Every chipmaker has an emerging silicon photonics story but as happens only rarely, it could be a small startup that will push them to productize faster.
Lightmatter, with its “Passage” wafer-scale photonic interconnect, might be the key to letting large numbers of accelerators communicate quickly and efficiently, leading to far denser systems for workloads like AI training, in addition to providing a more dense and power efficient platform. The company has more than just an interconnect—the newly-released Envise AI accelerator chip bundles up the company’s work in photonics and silicon design with the software tools to back it up.
And what should certainly get the attention of the major early players in rolling out silicon photonics products is that all of Lightmatter’s work in the interconnect, traditional semiconductors, and AI software is being sampled as a full plug and play system.
If you were to glance at the 4U blade silicon photonics startup, Lightmatter, is letting some key early customers evaluate now, there would be nothing to set it apart—at least on first glance.
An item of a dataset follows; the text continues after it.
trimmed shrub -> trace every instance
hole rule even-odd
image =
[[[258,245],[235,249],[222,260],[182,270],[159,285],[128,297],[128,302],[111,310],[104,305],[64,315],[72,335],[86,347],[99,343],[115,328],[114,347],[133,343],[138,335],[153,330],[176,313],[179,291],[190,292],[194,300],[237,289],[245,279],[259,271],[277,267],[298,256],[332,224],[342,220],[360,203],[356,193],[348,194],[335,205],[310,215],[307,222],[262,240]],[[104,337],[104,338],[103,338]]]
But inside is one of the first commercial efforts from a small company to push compute density and power efficiency to AI market where it is most needed.
Each of the company’s new blades has 16 of its Envise photonic computing chips, which they are pushing as a general purpose machine learning accelerator, complete with the Idiom software stack with compiler toolchain, debugger, profiler, and other features to present that desired “plug and play” capability for models built in PyTorch or TensorFlow, among others.
As shown, each of the blades has 3TB NVMe SSD with 2 AMD Epyc 7002 host processors. This choice was more about timing, Harris says, with Ice Lake delays pushing the decision.
As the company’s founder and CEO, Nick Harris, tells us, the real advantages are in compute density and power consumption. Each blade consumes 3kW (compared to an equivalent based on Nvidia’s A100 at 6.5kW). He also says that each of the Envise chips is faster than the A100 on a wide set of benchmarks, although we have yet to see more info on that based on MLperf or other metrics to date, only their own internals.
The Envise chip itself is not remarkable in terms of the core compute elements, it’s the pairing of photonics and traditional semiconductor technology into a single module that makes it interesting. The hardware supports common activations, convolution acceleration for common filter sizes, support for Int-8, Int-16, and bfloat16, and dynamic scaling for dialing precision.
Each of the Envise chips has 500MB for sizable handling of on-chip activation and weights, offload is handled by 256 RISC cores per processor for general offload handling, and the 400Gbps Lightmatter interconnect fabric on each chip is designed for large-model scale-out.
They’ve worked in other features, including virtualization so multiple users can occupy the Envise chips and it has scale-out capabilities, including the ability to add a top of rack switch and ample optical I/O for the 2-chip Envise cards. “That’s 6.4 terabits/sec bandwidth so you can build very high speed meshes and other configs for high performance scale-out ML,” Harris explains.
“We can provide more compute per rack, not leaving any rack space empty and that’s really important because it saves area in dc and power and driving compute density. The other thing is just that our chips are faster, we really want to power the growth in AI–if you want to continue powering that you need a new compute technology and that’s what photonic compute is about. Delivering something that is faster, takes less energy so the environmental impact of scaling AI isn’t so detrimental,” Harris says.